First looks at the new storage system with infrastructure services director Lorenzo Costantino and his colleague
First looks at the new storage system with infrastructure services director Lorenzo Costantino and his colleague
Image Credits: SFU News

The technology that we rely on as students could not exist without the innovation and data storage capacity required for big data projects. While computers may be faster, smaller, and more intelligent than ever, data storage is integral to expand the groundbreaking research that can come from high-powered, reliable computing technology.  

SFU has received over $8 million in funding from the Canada Foundation for Innovation (CFI), Major Science Initiatives program, and provincial research and development organizations. This funding will help to build a data storage hub.

This sponsorship means that major computer research projects can now be directly conducted right from SFU’s Burnaby campus. By 2017, according to SFU News, the project conducted by Compute Canada is intended to have approximately 62 petabytes (that’s 62 million gigabytes) of consistent data through four storage platforms from SFU, University of Victoria, University of Waterloo, and University of Toronto.

What is data storage and what does this mean for SFU research capabilities?

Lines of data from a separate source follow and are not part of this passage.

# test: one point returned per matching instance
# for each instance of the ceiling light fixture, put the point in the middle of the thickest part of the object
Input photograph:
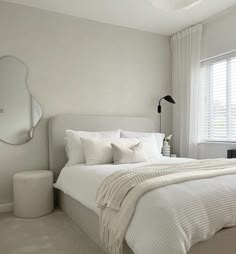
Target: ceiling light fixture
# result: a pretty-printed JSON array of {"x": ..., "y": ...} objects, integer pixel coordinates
[{"x": 170, "y": 5}]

According to CFI, a program created by the Government of Canada in 1997, comprehensive data storage is an integral part of maintaining fundamental research and investment across sectors. While this funding is fairly recent, the foundation has invested roughly $360 million in Canada over the last 16 years. The capabilities of data research are abundant and allow for SFU, as one of Canada’s top research universities, to directly aid the growing number of researchers in the field. A report from Compute Canada confirmed that the number of advanced computer researchers has more than doubled in the last five years.

What research will SFU be capable of producing?  

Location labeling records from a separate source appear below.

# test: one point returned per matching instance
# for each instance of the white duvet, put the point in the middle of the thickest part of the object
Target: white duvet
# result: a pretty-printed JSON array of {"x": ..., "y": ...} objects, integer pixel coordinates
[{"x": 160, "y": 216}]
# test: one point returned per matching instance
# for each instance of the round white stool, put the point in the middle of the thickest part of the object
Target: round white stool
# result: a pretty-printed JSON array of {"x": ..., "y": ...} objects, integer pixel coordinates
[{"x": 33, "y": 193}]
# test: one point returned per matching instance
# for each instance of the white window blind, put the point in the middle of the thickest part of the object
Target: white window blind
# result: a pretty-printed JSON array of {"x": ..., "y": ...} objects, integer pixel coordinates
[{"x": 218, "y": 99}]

Data research popularity has further garnered attention across media in its abilities to decipher particle physics’ greatest questions, such as the discovery of the particle Higgs boson in 2013 by CERN or continued discoveries in human genome testing. In 2015, Forbes released a list of the top 13 computer research topics, including artificial intelligence research, producing educational tools for students, and better understanding how organisms function through computational neurobiology — all of which rely on dependable computing infrastructure.

SFU isn’t smashing atoms together just yet, but this investment certainly supports the Big Data Initiative approved by the SFU Board of Governors in March. The initiative aims to expand and support big data research across the university.

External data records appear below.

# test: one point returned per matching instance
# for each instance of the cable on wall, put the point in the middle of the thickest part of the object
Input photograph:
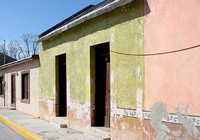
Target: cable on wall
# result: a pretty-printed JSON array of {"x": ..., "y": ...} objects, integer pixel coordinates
[{"x": 158, "y": 53}]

Through the funding received from the CFI, the Ontario Research Fund, and the BC Knowledge Development Fund, reliable infrastructure is now being built to hold approximately 1,000 GPU devices, 25,000 CPU cores, and 15 million gigabytes of storage disks at SFU Burnaby. In plain terms, the new cyberinfrastructure has the storage of about 12,500 regular dual processor computers. That’s some big data.

Compute Canada’s involvement with the data storage investment at SFU will involve work with companies such as IBM, Scalar, and DDN to build the most up to date form of cyberinfrastructure storage. This funding also provides increased data security within Canada: Compute Canada’s chief technology officer, Dr. Greg Newby, said in a press release that data hubs like this one are “a great solution to address the data explosion we are currently experiencing in Canada and globally.”

With this project, SFU is taking another big step into the 21st century.